Genomics and Chromosome Analysis: BLAST Method and Genome Complexity

Chap. 6 Genes, Genomics, and Chromosomes (Part B) • Topics • Genomics: Genome-wide Analysis of Gene Structure and Expression • Structural Organization of Eukaryotic Chromosomes • Morphology and Functional Elements of Eukaryotic Chromosomes • Goals • Learn about computer-based methods for analyzing sequence data. • Learn how DNA and proteins are packaged in chromatin. • Learn the large-scale structure organization of chromosomes. • Learn the functional elements required for chromosome replication and segregation. RxFISH-painted human chromosomes.

Mining Sequence Data: BLAST Searches An enormous amount of DNA sequence information is available from genome sequencing and sequencing of cloned genes.
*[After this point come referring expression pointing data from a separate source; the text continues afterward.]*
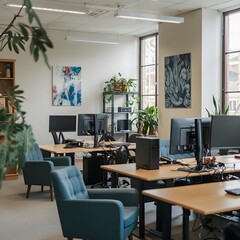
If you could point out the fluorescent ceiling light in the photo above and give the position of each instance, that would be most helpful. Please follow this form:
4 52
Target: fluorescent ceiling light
91 39
148 17
50 6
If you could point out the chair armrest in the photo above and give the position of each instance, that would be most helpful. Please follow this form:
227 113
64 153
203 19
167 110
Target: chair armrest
86 217
59 161
128 196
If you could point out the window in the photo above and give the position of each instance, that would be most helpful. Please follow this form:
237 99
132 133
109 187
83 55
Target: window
231 86
148 70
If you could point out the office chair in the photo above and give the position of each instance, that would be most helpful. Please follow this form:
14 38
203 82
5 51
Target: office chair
36 170
93 214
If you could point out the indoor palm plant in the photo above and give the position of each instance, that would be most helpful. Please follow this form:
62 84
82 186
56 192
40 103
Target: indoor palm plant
16 135
147 121
217 109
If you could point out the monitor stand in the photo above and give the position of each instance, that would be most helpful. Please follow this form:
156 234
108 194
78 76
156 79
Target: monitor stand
58 138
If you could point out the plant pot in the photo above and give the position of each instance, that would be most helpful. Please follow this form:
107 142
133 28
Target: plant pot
124 88
117 87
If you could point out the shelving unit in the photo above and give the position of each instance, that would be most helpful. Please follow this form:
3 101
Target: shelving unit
7 80
112 101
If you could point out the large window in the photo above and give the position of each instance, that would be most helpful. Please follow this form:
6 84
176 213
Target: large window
148 70
232 61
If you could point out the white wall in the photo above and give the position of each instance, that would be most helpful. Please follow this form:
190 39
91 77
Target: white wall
211 58
99 63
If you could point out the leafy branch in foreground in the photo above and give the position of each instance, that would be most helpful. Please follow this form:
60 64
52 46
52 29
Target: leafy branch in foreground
16 137
15 37
17 134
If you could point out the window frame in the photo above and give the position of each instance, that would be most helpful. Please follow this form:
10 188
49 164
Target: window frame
225 92
141 66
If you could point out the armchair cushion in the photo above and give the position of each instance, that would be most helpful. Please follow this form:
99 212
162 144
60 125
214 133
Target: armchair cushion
38 173
93 213
36 170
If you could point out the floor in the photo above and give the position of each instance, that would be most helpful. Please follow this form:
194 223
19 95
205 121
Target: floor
36 218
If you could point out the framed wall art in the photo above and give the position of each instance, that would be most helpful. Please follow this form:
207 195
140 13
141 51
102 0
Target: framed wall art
66 86
178 81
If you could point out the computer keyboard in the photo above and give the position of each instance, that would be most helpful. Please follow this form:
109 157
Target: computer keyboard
234 191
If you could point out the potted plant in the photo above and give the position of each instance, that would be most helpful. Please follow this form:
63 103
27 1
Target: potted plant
147 121
120 84
128 85
113 84
217 109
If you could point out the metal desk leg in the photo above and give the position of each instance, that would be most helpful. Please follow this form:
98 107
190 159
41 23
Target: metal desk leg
113 180
185 230
141 211
168 183
165 218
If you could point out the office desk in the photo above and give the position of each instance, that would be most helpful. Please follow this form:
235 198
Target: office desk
165 172
60 149
205 199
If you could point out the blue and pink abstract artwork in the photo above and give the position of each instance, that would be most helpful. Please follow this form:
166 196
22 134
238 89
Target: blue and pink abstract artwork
66 87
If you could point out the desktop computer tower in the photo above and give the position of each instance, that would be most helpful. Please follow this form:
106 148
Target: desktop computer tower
92 173
147 152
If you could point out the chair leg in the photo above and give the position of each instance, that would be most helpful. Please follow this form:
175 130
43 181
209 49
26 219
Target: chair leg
51 193
28 191
130 237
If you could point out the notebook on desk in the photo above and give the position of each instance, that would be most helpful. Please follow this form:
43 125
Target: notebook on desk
119 144
234 191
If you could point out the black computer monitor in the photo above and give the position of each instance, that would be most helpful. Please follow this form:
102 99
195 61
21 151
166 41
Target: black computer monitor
59 124
62 123
92 124
183 135
225 132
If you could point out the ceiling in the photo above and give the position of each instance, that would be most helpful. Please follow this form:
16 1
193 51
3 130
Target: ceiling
101 16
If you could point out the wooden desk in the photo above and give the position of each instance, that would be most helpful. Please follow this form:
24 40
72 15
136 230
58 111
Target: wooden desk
60 149
205 199
165 172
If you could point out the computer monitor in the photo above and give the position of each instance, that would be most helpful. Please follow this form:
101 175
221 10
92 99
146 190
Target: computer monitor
183 135
225 132
92 124
62 123
59 124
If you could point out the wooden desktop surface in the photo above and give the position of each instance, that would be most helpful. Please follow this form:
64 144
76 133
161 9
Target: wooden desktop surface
60 148
170 171
209 198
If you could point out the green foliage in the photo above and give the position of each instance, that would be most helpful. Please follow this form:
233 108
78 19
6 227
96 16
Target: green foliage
147 120
18 135
22 33
218 110
130 84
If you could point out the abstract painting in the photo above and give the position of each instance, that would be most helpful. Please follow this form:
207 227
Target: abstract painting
178 81
66 87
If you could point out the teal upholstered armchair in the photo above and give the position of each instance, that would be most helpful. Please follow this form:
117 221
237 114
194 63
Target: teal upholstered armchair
36 170
93 214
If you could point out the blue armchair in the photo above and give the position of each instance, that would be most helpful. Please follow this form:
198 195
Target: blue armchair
36 170
93 214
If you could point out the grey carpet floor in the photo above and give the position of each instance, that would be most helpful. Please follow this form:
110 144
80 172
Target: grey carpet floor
36 218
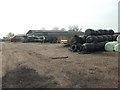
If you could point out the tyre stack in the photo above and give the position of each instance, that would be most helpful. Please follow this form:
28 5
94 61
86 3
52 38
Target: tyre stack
93 40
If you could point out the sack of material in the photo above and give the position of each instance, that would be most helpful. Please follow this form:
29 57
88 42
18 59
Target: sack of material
118 39
117 47
110 46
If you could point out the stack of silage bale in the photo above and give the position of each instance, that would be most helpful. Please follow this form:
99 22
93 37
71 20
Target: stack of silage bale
113 46
93 40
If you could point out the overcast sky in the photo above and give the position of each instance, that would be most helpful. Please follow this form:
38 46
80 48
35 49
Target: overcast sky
19 16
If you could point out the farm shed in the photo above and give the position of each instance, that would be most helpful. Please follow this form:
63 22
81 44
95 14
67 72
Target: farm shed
60 35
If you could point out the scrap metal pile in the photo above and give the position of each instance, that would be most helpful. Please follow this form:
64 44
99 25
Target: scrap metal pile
93 40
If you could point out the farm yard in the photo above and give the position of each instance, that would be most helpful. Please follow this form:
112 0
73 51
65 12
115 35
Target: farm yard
36 65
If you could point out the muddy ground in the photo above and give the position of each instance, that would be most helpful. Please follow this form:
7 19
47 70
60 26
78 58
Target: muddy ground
30 65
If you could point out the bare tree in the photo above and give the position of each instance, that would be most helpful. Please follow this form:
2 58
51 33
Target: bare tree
63 29
74 28
55 28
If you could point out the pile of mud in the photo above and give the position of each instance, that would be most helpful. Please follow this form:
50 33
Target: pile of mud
23 77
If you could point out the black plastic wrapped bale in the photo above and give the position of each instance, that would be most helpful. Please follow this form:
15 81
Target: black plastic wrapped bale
100 38
88 47
102 31
91 39
114 37
105 37
75 47
97 33
82 39
76 40
111 32
90 32
100 46
109 37
106 32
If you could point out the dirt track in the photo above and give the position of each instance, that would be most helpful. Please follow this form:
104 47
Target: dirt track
30 65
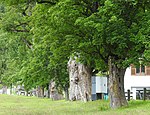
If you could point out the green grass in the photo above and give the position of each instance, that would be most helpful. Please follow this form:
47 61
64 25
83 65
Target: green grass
21 105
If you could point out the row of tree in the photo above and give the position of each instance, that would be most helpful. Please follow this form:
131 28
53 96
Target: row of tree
38 37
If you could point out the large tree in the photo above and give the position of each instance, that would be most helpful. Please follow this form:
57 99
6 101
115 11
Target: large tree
105 35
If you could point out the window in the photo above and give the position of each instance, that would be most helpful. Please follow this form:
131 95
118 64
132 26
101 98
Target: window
140 70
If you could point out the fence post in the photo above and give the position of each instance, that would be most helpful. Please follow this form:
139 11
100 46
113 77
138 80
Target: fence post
144 94
128 95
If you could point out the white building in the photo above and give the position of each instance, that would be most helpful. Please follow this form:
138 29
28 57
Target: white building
137 78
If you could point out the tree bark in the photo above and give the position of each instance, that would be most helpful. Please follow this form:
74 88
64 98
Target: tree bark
80 81
116 85
66 93
54 94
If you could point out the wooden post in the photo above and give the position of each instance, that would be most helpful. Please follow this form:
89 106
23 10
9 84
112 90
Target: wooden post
144 94
128 94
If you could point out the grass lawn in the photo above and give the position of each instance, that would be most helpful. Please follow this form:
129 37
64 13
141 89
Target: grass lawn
22 105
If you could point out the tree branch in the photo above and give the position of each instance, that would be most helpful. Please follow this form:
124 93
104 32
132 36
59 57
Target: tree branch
44 1
28 43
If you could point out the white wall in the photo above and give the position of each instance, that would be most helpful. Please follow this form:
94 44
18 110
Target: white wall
135 81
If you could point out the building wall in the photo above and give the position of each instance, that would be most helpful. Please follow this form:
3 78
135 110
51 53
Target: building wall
135 81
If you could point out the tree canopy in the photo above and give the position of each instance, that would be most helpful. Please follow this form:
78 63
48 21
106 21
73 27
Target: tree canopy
38 37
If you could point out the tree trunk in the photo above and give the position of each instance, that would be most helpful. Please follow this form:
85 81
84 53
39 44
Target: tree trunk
80 81
39 92
116 85
48 91
54 94
66 93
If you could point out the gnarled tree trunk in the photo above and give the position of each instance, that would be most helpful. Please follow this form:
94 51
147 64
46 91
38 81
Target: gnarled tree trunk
116 85
54 94
80 81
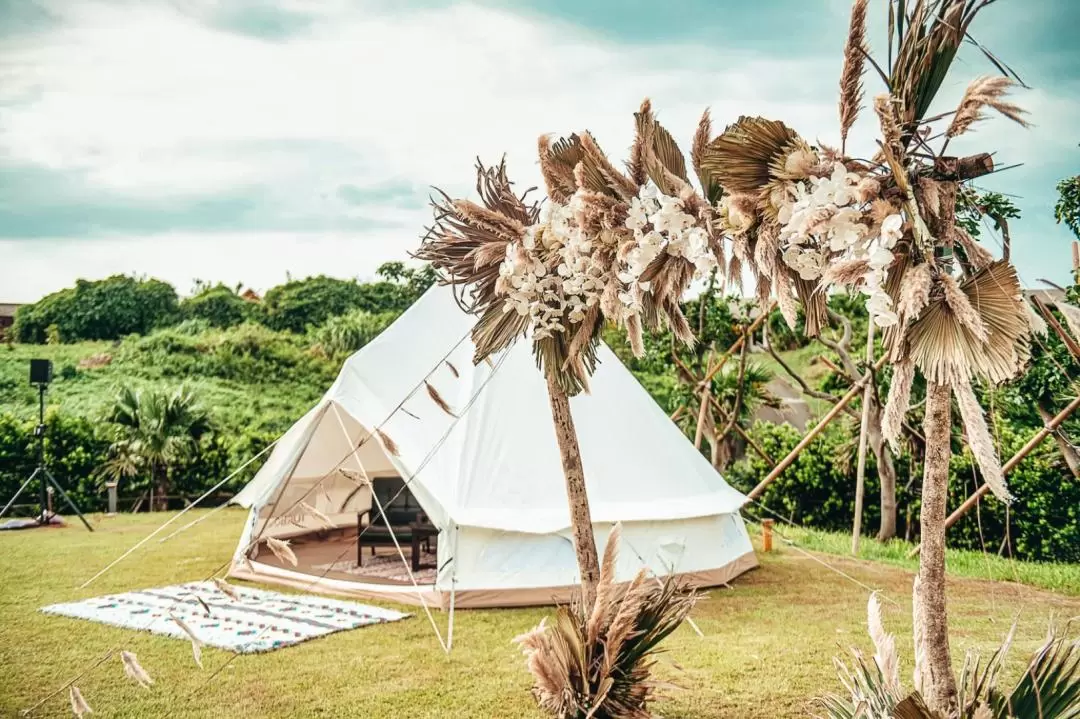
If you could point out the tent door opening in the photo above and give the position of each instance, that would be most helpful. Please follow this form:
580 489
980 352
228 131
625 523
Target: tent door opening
396 514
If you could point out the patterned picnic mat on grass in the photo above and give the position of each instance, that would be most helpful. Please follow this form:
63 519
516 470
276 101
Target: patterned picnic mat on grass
259 621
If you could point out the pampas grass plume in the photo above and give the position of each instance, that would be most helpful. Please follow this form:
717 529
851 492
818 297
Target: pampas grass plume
134 669
227 588
437 398
79 705
281 550
980 441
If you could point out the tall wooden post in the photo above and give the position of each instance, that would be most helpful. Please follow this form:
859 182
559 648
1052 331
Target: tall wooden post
856 528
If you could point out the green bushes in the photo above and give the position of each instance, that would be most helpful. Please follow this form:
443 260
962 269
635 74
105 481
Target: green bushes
218 306
343 335
818 490
301 303
119 306
106 309
73 451
248 353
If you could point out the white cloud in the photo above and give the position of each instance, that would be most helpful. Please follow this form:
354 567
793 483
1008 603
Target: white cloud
151 104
This data is stored in data banks such as GenBank at the NIH in Bethesda, MD and the EMBL Sequence Data Base at the European Molecular Biology Laboratory in Heidelberg, Germany. Scientists working in the area of bioinformatics use this data to find genes, analyze their properties, and determine phylogenetic relationships between organisms and proteins. A common procedure in which this data is used is the BLAST search (basic local alignment search tool) which is used to compare protein and DNA sequences. An example BLAST search alignment is shown for the human neurofibromatosis 1 (NF1) gene in Fig. 6.25. The alignment shows NF1 is related to the S. cerevisiae Ira GTPase-activating protein (GAP) and suggests the disease is caused by aberrant signal transduction. Computer programs similar to BLAST are used to identify protein sequence motifs (e.g., zinc fingers) in unknown proteins. The identification of structure regions with known function sheds light on overall protein function and helps guide experimental analysis of unknown proteins and genes.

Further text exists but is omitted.